On Sept. 14, 1847, U.S. forces under Gen. Winfield Scott took control of Mexico City.
In 1901 President William McKinley died in Buffalo of gunshot wounds inflicted by an assassin. (Vice President Theodore Roosevelt succeeded him.)
In 1940 Congress passed the Selective Service Act, providing for the first peacetime draft in U.S. history.
In 1959 the Soviet space probe Luna 2 became the first manmade object to reach the moon.
In 1963 Mary Ann Fischer of Aberdeen, S.D., gave birth to the first surviving quintuplets in the United States.
In 1991 the government of South Africa, the African National Congress and the Inkatha Freedom Party signed a national peace pact.
In 1993 Israel and Jordan signed a framework for negotiations, a day after the signing of a PLO-Israeli peace accord.
In 1996 Bosnians went to the polls in their first national elections since the 3 1/2 -year civil war that had ravaged the Balkan republic.
In 1998 10 people were charged in what prosecutors said was the largest Cuban spy ring uncovered in the United States since Fidel Castro came to power.
In 1999 Indonesian soldiers looted the abandoned UN mission in East Timor, just hours after 110 UN personnel and 1,300 East Timorese were evacuated and flown to safety to end a 10-day siege.

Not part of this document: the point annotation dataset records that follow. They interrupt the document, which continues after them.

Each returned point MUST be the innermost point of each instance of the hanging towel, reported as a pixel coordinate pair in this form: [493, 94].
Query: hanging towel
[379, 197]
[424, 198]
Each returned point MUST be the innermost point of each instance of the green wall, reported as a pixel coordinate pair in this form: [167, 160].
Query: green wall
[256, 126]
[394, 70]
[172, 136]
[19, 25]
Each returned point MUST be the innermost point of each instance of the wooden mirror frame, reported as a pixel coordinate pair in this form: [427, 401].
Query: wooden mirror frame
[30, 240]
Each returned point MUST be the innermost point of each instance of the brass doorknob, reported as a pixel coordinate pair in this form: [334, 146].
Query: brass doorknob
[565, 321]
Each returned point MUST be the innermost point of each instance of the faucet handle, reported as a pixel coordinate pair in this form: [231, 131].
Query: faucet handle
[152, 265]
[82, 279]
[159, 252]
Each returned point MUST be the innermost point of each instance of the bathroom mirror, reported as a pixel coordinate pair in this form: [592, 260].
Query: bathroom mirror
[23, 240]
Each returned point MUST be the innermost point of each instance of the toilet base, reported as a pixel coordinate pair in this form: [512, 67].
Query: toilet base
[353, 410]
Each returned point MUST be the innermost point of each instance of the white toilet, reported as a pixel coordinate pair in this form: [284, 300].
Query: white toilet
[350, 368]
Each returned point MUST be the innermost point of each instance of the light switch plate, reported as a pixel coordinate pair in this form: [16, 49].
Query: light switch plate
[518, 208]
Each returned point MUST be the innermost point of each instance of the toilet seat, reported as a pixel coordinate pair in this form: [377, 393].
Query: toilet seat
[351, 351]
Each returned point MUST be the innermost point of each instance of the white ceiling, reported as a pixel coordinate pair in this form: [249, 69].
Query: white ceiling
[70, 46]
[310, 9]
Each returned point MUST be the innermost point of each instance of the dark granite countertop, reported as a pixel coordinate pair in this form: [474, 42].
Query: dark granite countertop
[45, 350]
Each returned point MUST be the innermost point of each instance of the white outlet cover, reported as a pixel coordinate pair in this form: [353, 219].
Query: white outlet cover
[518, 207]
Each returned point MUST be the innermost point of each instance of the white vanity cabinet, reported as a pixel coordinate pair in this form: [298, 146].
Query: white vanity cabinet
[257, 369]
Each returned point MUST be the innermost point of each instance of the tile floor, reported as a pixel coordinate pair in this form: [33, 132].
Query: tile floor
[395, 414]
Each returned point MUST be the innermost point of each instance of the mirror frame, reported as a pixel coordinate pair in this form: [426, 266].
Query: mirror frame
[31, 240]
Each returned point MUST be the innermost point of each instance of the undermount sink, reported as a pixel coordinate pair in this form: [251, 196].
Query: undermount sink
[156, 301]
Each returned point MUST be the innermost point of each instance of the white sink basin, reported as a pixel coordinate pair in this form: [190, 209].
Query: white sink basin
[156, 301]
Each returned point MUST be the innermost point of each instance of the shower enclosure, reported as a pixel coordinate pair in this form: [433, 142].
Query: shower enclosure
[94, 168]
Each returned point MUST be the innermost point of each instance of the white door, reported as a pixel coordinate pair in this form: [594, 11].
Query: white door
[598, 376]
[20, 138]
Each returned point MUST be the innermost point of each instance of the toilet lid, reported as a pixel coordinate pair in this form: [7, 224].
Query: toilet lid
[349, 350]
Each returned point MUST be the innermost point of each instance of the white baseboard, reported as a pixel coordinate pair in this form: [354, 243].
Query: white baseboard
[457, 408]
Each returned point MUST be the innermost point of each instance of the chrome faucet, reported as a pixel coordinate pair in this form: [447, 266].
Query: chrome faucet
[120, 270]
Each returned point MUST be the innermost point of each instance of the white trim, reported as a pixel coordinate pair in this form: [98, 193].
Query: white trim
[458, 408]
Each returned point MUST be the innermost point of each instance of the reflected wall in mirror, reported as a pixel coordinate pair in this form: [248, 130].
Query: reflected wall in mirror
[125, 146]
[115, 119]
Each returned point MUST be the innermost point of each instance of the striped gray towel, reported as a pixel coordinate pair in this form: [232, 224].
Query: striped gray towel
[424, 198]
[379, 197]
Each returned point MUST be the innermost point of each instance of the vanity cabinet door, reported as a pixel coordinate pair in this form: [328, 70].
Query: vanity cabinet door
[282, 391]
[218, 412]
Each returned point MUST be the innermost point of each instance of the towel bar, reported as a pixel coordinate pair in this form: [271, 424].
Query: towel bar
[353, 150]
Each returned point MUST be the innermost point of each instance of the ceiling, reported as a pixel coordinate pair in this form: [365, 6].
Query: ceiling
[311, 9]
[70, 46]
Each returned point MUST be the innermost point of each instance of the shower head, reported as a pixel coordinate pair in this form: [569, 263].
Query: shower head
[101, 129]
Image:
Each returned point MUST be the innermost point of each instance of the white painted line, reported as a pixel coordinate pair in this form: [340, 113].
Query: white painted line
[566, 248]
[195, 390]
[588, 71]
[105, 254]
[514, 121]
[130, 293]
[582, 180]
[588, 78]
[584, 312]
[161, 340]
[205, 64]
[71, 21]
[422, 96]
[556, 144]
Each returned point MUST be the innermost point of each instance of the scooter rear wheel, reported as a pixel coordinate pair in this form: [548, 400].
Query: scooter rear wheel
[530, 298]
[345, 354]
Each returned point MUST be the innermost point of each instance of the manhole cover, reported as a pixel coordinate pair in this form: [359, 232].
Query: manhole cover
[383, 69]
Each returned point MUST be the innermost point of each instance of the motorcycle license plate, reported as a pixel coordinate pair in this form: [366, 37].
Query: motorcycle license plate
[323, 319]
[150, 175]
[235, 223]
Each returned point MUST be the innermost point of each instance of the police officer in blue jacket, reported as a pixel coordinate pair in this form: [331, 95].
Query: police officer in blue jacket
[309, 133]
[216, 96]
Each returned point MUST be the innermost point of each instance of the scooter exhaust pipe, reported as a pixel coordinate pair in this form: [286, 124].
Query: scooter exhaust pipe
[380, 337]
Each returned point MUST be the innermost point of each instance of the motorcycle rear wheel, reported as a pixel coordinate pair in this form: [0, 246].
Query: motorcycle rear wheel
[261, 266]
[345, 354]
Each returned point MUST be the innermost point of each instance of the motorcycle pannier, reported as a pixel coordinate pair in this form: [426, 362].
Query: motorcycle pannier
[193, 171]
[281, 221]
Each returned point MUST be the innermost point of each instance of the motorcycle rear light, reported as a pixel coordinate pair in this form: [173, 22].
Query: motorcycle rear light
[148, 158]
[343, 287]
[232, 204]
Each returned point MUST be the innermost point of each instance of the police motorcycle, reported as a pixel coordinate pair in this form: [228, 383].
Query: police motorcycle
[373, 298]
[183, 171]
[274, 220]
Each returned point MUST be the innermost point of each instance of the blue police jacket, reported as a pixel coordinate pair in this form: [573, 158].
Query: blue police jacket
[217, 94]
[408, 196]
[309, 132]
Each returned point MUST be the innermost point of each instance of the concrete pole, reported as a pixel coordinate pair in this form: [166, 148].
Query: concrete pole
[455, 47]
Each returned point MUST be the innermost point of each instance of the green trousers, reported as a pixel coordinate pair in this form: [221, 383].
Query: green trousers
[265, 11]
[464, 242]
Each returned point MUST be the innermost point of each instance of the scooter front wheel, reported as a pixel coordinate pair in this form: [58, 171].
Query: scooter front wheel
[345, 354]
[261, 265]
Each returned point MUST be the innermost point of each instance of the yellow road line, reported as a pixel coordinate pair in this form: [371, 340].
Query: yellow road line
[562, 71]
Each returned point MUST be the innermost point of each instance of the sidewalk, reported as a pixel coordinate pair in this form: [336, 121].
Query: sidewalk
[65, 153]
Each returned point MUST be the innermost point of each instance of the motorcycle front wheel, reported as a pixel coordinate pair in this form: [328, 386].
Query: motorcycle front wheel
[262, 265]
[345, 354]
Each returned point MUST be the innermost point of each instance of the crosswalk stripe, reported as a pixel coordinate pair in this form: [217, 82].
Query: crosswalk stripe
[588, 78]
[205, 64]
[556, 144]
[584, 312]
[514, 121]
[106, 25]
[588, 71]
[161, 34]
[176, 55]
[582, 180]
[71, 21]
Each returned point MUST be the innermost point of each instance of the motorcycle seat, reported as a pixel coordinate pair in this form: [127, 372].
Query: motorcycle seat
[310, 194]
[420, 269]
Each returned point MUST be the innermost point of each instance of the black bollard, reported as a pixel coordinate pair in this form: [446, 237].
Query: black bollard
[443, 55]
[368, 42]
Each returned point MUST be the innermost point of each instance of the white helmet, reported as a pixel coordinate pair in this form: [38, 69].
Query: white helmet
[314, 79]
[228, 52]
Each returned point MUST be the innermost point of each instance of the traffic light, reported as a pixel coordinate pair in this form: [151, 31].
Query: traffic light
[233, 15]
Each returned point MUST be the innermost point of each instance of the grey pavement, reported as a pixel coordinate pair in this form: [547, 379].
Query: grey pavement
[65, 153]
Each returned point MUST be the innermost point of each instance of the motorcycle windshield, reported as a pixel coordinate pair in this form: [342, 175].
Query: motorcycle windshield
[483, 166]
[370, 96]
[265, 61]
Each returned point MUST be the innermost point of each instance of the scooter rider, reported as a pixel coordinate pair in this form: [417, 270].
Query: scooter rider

In 2002 President George W. Bush said the United States was willing to take Iraq on alone if the United Nations failed to “show some backbone” by confronting Saddam Hussein.
In 2003 Swedes rejected adopting the European common currency, the euro, in a referendum overshadowed by the killing of Foreign Minister Anna Lindh, an ardent euro supporter.